CE-LSLM: Efficient Large-Small Language Model Inference and Communication via Cloud-Edge Collaboration
Pengyan Zhu, Tingting Yang
TL;DR
The paper tackles latency and privacy challenges in edge inference for 6G by proposing CE-LSLM, a cloud–edge collaborative framework that delegates long-context processing to a cloud LLM while delegating lightweight, local decoding to edge SLMs. It introduces dynamic KV cache sharing across cloud–edge and peer-edge, layer-alignment via layer similarity metrics, and dimensionality reduction for attention caches, all coordinated by a pipelined compute–load scheduling approach.
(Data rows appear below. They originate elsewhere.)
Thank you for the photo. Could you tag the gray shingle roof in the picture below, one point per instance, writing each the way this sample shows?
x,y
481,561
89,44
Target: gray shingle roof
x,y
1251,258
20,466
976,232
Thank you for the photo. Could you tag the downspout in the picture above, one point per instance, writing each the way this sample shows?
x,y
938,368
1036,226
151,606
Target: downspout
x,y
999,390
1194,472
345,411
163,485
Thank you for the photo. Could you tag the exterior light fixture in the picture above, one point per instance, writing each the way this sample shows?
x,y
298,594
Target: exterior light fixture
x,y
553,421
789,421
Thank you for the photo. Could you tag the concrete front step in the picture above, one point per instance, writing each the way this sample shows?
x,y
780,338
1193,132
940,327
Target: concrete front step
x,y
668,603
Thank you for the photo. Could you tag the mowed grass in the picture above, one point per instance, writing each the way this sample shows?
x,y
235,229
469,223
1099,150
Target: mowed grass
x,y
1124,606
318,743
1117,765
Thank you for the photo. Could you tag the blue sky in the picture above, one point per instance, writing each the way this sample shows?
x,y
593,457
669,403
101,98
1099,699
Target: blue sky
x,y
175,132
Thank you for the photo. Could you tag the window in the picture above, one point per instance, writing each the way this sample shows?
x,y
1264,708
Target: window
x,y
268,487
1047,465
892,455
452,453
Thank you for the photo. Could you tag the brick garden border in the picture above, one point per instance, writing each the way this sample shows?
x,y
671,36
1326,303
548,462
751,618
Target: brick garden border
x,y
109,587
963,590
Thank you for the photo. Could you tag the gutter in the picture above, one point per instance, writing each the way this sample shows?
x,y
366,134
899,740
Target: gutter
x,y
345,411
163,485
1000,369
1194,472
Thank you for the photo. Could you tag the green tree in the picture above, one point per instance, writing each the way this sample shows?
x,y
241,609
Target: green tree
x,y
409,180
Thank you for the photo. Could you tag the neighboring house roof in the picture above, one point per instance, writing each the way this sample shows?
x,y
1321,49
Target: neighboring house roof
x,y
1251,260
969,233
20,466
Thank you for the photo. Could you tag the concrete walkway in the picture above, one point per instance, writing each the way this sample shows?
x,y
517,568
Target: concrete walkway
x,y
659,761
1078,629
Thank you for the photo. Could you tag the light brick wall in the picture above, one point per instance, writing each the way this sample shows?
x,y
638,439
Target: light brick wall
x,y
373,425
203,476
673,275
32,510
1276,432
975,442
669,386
Key contributions include the hierarchical cache sharing framework, dynamic cache management, layer-wise KV sharing strategies, and a pipeline-based latency reduction mechanism, demonstrated to improve latency and throughput while preserving data privacy. These methods enable scalable, private, multi-tenant edge deployments for 6G intelligent services, with robustness to network disruptions and concurrent workloads. $T_{total}=T_{com_C}+T_{comm}+T_{com_E}$ serves as the core latency objective guiding the design and evaluation.
Abstract
Emerging intelligent service scenarios in 6G communication impose stringent requirements for low latency, high reliability, and privacy preservation. Generative large language models (LLMs) are gradually becoming key enablers for the integration of semantic communication and computation. However, due to the limited computational resources of edge devices and the increasing complexity of heterogeneous terminal access, existing centralized inference approaches fail to meet the dual demands of response efficiency and data privacy in edge-side inference tasks. To address these challenges, this paper proposes a novel collaborative inference architecture that integrates cloud-based LLMs with edge-deployed small language models (SLMs), enabling dynamic scheduling and sharing of semantic-level intermediate states, and establishing a unified computation-communication paradigm tailored for 6G networks. Specifically, a key-value (KV) cache reuse mechanism is introduced to enhance the semantic understanding of edge models through contextual guidance from the cloud, while significantly reducing edge-side computational and storage overhead. Furthermore, a cross-node parallel scheduling mechanism is proposed to achieve asynchronous coordination between model state loading and decoding computation, thereby improving edge responsiveness. In addition, we investigate layer alignment and representation compression strategies between heterogeneous models to alleviate the communication burden on the edge. Experimental results demonstrate that the proposed architecture exhibits superior adaptability and scalability in terms of inference latency, system stability, and concurrent processing capacity.